Keratoacanthoma (KA) and cutaneous Squamous Cell Carcinoma (SCC) are both growths on the skin that originate from keratinocytes, the cells that make up the majority of the skin’s surface. These two entities frequently present a challenge for medical professionals because they can appear nearly identical. While KA is often considered a benign, self-limiting tumor, SCC is an established form of skin cancer that can spread if not treated. Because of their shared cellular origin and overlapping characteristics, a definitive diagnosis requires careful analysis, as the distinction carries vastly different implications for treatment. The controversy surrounding whether KA is a true cancer or a separate, benign entity further complicates identification and management.

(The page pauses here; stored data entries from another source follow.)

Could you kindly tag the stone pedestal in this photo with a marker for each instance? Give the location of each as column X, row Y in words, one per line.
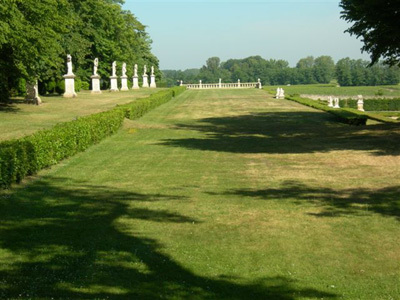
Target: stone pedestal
column 145, row 81
column 336, row 103
column 124, row 83
column 69, row 86
column 114, row 84
column 135, row 81
column 32, row 93
column 153, row 81
column 95, row 84
column 360, row 105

Clinical Presentation and Growth Rate
The most striking initial difference between Keratoacanthoma and Squamous Cell Carcinoma is often the speed at which the lesion develops. Keratoacanthoma is characterized by a rapid growth phase, often reaching its maximum size of one to two centimeters within weeks. This fast, proliferative phase helps distinguish it from most standard SCCs, which typically grow much slower over many months or years.
Keratoacanthoma typically appears as a dome-shaped nodule with a central crater filled with a core of keratin, giving it a characteristic plug-like appearance. Conversely, while SCC can also be nodular, it often presents as a persistent, scaly patch, an ulcerated lesion, or a firm plaque that lacks the symmetrical, volcano-like structure of KA. Both lesions primarily occur on sun-exposed skin (face, neck, and extremities), reflecting the shared influence of ultraviolet light exposure. Since clinical presentation alone is not reliable, a rapid growth history in a dome-shaped lesion strongly suggests KA, but aggressive SCC cannot be ruled out without further testing.

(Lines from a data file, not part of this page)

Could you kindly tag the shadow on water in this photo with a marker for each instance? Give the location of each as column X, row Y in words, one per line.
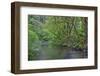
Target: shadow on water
column 48, row 52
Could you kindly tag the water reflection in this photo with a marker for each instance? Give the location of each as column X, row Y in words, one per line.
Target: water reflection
column 46, row 53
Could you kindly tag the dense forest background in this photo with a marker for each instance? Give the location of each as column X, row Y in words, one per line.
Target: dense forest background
column 53, row 37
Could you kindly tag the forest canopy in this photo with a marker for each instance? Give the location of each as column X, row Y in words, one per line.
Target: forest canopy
column 56, row 31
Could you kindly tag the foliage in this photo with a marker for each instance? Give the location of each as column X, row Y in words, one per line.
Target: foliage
column 56, row 31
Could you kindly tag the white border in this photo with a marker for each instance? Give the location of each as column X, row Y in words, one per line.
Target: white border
column 25, row 64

Definitive Identification Through Biopsy
Because clinical features are ambiguous, a definitive diagnosis relies on a biopsy, where a tissue sample is examined by a pathologist. Under the microscope, KA often exhibits symmetry and well-defined borders, with the epithelial tissue appearing to “lip” over the central crater. Keratoacanthoma cells are typically well-differentiated, with abundant, glassy cytoplasm, and the cellular atypia is often confined to the basal layer at the periphery of the lesion.

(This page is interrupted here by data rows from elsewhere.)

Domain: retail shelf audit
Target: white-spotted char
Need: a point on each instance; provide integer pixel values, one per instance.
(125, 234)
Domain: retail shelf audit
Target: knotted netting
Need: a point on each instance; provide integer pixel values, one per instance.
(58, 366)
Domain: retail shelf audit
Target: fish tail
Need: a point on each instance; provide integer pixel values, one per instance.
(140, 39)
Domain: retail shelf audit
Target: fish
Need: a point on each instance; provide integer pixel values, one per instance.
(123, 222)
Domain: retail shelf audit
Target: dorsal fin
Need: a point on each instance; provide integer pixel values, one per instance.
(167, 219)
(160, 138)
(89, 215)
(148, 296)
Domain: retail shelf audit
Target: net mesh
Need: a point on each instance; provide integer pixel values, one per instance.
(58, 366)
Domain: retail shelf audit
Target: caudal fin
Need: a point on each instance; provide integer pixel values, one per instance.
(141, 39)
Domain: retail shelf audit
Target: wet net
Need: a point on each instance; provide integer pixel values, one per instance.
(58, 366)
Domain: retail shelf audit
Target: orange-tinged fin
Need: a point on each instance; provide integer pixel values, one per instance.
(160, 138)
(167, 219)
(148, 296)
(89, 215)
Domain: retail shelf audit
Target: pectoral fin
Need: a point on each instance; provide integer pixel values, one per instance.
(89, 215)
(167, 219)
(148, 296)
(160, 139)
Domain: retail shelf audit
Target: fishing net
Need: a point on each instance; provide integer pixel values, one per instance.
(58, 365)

In contrast, SCC tends to show more aggressive features, including significant cellular atypia, meaning the cells appear haphazard, disorganized, and pleomorphic. SCC frequently demonstrates invasive growth, pushing irregularly into the dermis beyond the level of the sweat glands, a feature less common in KA. SCC is classified under the ICD-10 code C44, designating a malignant neoplasm of the skin and reflecting its capacity for destructive and metastatic behavior. KA is often classified separately (sometimes under ICD-10 code L85.8 or D23), reflecting its non-malignant or uncertain behavior, though many pathologists treat it as a variant of SCC due to histological similarity. To ensure accurate subtyping, a deep or excisional biopsy is often necessary, as a superficial shave biopsy may miss the architectural features that differentiate KA from truly invasive SCC.
Treatment Strategies
The difference in diagnostic classification immediately affects the treatment strategy, though the initial approach is often conservative. For confirmed KA, treatment options vary widely, sometimes including observation if the lesion is small and regression is anticipated. Alternative, non-surgical approaches involve intralesional injections of chemotherapy agents (like 5-fluorouracil or methotrexate) delivered directly into the lesion to induce breakdown. Simple excision or destructive techniques like cryotherapy or curettage are also common for KA, especially for cosmetic reasons or to eliminate the risk of misdiagnosis.
Confirmed SCC, even if it mimics KA clinically, demands a more aggressive, margin-controlled approach to ensure complete removal. The standard of care for most SCCs is surgical excision with clear margins, or Mohs micrographic surgery for high-risk or cosmetically sensitive areas. Mohs surgery involves removing the tumor layer by layer and immediately examining the margins under a microscope until no cancer cells remain, maximizing tissue preservation. Radiation therapy may also be used for SCC, particularly when surgery is not feasible due to the lesion’s size or location, or if the patient has significant comorbidities.
Long-Term Prognosis
The long-term outlook for KA is excellent, primarily due to its propensity for spontaneous resolution or successful removal, and its minimal risk of spreading. While some aggressive sub-types or misdiagnosed lesions have been reported to metastasize, the overall risk is very low, estimated to be less than two percent. The self-limiting nature of KA means that post-treatment surveillance is generally aimed at monitoring for the development of other sun-related skin cancers, but not for metastasis from the original lesion.
Conversely, SCC carries a risk of local recurrence and distant metastasis, especially if it is large, deeply invasive, or located on high-risk sites (like the lip or ear). Untreated SCC can lead to morbidity and even death, necessitating rigorous post-treatment surveillance, which is often more frequent than for KA. For SCC, the metastasis-free survival rate is distinctly lower than for KA, reinforcing the need for complete removal and long-term follow-up to detect any signs of local relapse or distant spread.